Je sais que le terme espionner est un peu fort, mais mon cœur sicilien a craché les mots avant que je n’arrive à les arrêter. Antarès sourit toujours, mais prend un air contrit.
« Tu as raison, je croyais qu’ils venaient pour moi, j’ai préféré qu’ils ne fassent pas le lien entre nous.
— En me laissant seule (Perfide Hélène !)
— Tu n’étais pas seule, le jeune maigre était avec toi ! rétorque Antarès en se prenant au jeu.
— C’est juste un gentil garçon qui aime rendre service.
— C’est ce que tu dis, tu ne connais pas les hommes.
— Et toi, tu les connais peut-être ?
Antarès reste bouche bée devant l’évidence de ma réplique.
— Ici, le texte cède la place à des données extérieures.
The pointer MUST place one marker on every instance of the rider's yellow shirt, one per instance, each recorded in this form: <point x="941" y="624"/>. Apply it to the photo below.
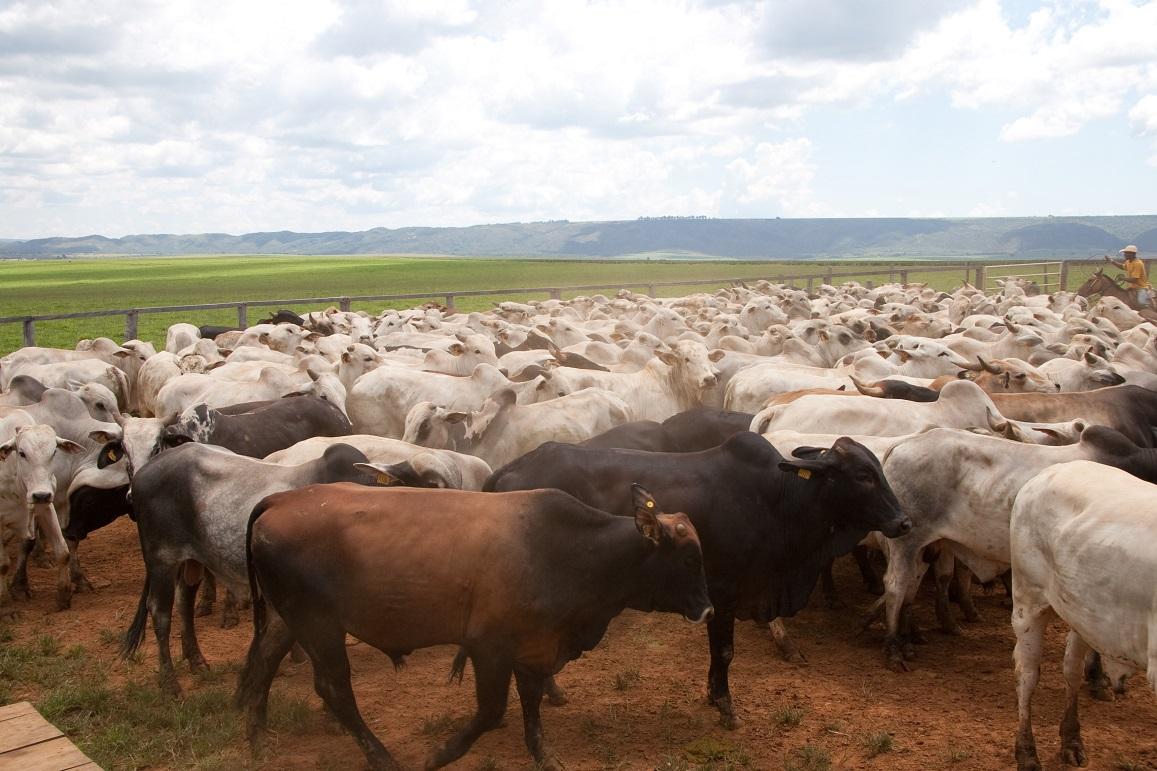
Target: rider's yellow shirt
<point x="1135" y="270"/>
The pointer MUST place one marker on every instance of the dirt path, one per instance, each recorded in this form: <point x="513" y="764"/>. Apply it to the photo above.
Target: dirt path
<point x="636" y="702"/>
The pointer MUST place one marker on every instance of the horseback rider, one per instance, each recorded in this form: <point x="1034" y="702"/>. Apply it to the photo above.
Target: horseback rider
<point x="1135" y="272"/>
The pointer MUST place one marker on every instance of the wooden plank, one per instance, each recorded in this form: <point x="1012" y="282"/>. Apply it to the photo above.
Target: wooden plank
<point x="53" y="755"/>
<point x="16" y="710"/>
<point x="24" y="731"/>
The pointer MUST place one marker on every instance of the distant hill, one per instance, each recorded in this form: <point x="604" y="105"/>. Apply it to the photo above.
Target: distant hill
<point x="661" y="237"/>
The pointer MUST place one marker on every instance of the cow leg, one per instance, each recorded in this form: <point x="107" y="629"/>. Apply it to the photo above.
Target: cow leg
<point x="186" y="594"/>
<point x="831" y="594"/>
<point x="1071" y="746"/>
<point x="1097" y="678"/>
<point x="554" y="692"/>
<point x="271" y="643"/>
<point x="530" y="692"/>
<point x="905" y="568"/>
<point x="50" y="526"/>
<point x="325" y="643"/>
<point x="868" y="571"/>
<point x="721" y="639"/>
<point x="80" y="581"/>
<point x="161" y="590"/>
<point x="1029" y="625"/>
<point x="208" y="595"/>
<point x="492" y="684"/>
<point x="944" y="570"/>
<point x="20" y="589"/>
<point x="788" y="650"/>
<point x="229" y="615"/>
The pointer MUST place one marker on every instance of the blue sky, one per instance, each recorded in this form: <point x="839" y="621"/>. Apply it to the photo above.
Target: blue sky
<point x="142" y="116"/>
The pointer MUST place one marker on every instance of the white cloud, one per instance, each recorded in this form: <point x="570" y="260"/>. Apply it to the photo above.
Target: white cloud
<point x="348" y="114"/>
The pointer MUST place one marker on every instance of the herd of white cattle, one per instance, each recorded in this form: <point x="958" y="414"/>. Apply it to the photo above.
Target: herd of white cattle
<point x="464" y="394"/>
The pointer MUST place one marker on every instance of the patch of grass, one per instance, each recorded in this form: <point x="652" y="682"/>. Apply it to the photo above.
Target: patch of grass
<point x="439" y="725"/>
<point x="708" y="753"/>
<point x="877" y="743"/>
<point x="957" y="755"/>
<point x="809" y="757"/>
<point x="38" y="287"/>
<point x="789" y="717"/>
<point x="626" y="680"/>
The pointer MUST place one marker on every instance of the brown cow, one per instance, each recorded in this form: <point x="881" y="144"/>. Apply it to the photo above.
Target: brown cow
<point x="524" y="581"/>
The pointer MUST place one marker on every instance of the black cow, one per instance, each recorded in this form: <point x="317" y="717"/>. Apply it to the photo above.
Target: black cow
<point x="768" y="523"/>
<point x="265" y="427"/>
<point x="192" y="504"/>
<point x="535" y="580"/>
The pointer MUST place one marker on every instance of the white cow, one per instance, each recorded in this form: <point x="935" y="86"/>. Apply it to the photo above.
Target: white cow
<point x="501" y="430"/>
<point x="1082" y="542"/>
<point x="411" y="464"/>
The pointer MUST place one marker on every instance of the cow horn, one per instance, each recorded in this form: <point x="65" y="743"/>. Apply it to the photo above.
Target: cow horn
<point x="989" y="366"/>
<point x="868" y="390"/>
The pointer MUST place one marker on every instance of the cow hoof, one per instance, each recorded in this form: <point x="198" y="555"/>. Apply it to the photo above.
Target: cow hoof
<point x="1074" y="755"/>
<point x="555" y="696"/>
<point x="64" y="599"/>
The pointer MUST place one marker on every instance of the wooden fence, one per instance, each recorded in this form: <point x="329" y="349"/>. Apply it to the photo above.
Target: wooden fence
<point x="970" y="271"/>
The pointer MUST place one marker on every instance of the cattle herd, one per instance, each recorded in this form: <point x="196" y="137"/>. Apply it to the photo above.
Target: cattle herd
<point x="509" y="482"/>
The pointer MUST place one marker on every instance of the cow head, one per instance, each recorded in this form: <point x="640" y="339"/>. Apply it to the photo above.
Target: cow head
<point x="31" y="452"/>
<point x="677" y="582"/>
<point x="139" y="440"/>
<point x="424" y="469"/>
<point x="854" y="489"/>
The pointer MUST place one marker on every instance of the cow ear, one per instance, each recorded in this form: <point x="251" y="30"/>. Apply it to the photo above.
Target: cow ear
<point x="175" y="439"/>
<point x="110" y="454"/>
<point x="646" y="514"/>
<point x="69" y="446"/>
<point x="398" y="475"/>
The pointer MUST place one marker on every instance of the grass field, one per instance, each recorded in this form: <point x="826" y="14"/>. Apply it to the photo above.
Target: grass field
<point x="37" y="287"/>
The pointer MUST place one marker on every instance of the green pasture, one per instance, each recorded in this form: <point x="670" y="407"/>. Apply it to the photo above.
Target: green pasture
<point x="37" y="287"/>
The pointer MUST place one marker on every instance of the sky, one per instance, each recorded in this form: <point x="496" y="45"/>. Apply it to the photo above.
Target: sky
<point x="178" y="116"/>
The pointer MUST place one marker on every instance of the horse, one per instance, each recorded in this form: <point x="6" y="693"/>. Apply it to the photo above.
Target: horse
<point x="1106" y="287"/>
« Ces hommes en noir m’inquiètent. » répond-il, en effet, son visage s’est soudain fermé, je suis tentée de croire qu’il tente de ramener la conversation sur un terrain plus stable. Bon d’accord, on fait la paix ! Je te pardonne, pour l‘instant.
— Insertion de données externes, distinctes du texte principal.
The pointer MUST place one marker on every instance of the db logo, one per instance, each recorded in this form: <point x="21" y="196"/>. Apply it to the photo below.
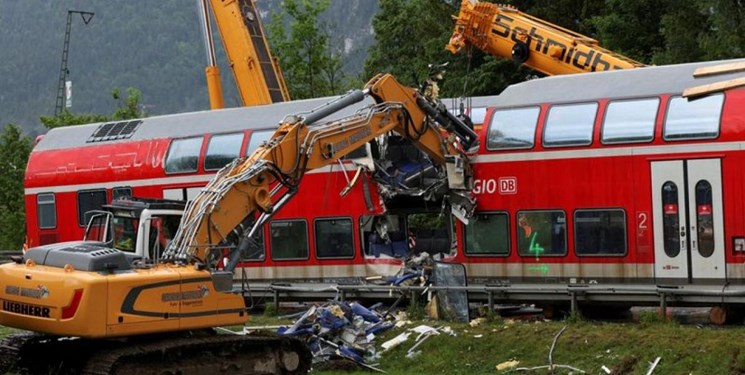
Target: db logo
<point x="503" y="185"/>
<point x="507" y="185"/>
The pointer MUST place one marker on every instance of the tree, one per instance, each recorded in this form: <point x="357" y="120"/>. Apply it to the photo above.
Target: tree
<point x="128" y="108"/>
<point x="632" y="27"/>
<point x="14" y="151"/>
<point x="725" y="35"/>
<point x="311" y="68"/>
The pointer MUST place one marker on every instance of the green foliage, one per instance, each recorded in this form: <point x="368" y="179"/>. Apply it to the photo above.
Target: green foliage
<point x="14" y="151"/>
<point x="128" y="108"/>
<point x="311" y="67"/>
<point x="669" y="31"/>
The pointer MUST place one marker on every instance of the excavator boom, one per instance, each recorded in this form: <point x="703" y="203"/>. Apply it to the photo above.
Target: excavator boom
<point x="93" y="292"/>
<point x="301" y="144"/>
<point x="504" y="31"/>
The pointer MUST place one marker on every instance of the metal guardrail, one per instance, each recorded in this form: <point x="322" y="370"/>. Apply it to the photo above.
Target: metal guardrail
<point x="571" y="294"/>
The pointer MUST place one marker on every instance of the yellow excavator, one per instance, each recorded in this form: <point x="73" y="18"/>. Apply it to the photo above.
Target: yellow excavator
<point x="503" y="31"/>
<point x="257" y="73"/>
<point x="97" y="310"/>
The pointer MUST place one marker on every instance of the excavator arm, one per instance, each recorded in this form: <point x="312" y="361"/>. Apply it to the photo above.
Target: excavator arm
<point x="503" y="31"/>
<point x="269" y="177"/>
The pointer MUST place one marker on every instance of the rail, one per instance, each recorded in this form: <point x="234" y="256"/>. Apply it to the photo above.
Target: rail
<point x="572" y="294"/>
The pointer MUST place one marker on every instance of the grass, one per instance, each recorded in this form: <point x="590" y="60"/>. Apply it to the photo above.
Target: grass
<point x="624" y="348"/>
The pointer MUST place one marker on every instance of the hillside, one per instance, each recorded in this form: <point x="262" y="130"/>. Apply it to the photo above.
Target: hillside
<point x="156" y="47"/>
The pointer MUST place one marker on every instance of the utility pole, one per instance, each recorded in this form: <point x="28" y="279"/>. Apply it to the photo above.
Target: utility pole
<point x="62" y="85"/>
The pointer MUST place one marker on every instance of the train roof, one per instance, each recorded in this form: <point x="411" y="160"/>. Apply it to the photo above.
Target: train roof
<point x="640" y="82"/>
<point x="192" y="123"/>
<point x="202" y="122"/>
« Que sais-tu sur eux ? l’interrogé-je, histoire de sortir de notre dispute infantile.
— Pas grand-chose, on dit que certains pays se dotent de policiers spéciaux, spécialisés dans la recherche des traces extra-terrestres…
— Les M.I.B. en quelque sorte ?
— Je ne sais pas ce que tu veux dire par émail bi.
— Les Men In Black, comme dans le film, tu sais , avec Tommy Lee Jones et Will Smith . Ne me dis pas que tu ne l’as pas vu.
— Si. »
Devant cette réponse prosaïque, je ne sais plus trop quoi dire, alors je sors mon smartphone et je cherche les photos que j'ai prise à la gare, pour les lui montrer.
— Zut ! m’exclame-je.
— Quoi ?
— J’étais sûre de les avoir dans mon cadre, dis-je en faisant défiler les photos de la gare, damned !
— Fais voir, répond-il en tendant la main vers mon téléphone, ses yeux prennent un air sérieux.
— Tiens. »
Il observe les clichés, zoom avant, zoom arrière, puis reprend.
« Ils ont utilisé une technologie de pointe qui les rend invisibles sur les photos. On distingue un léger halo à l’endroit où ils étaient. Et on voit ton amoureux dans le coin de la première
— Fais voir ! » dis-je en lui arrachant mon téléphone des mains, puis réalisant ce qu’il vient de dire.
« N’importe na ouack ! »
Je passe deux minutes à regarder les images et je remarque qu’il a raison, pour les contours floutés des MIB et pour Pierre. Pendant ce temps, Antarès passe commande pour nous deux.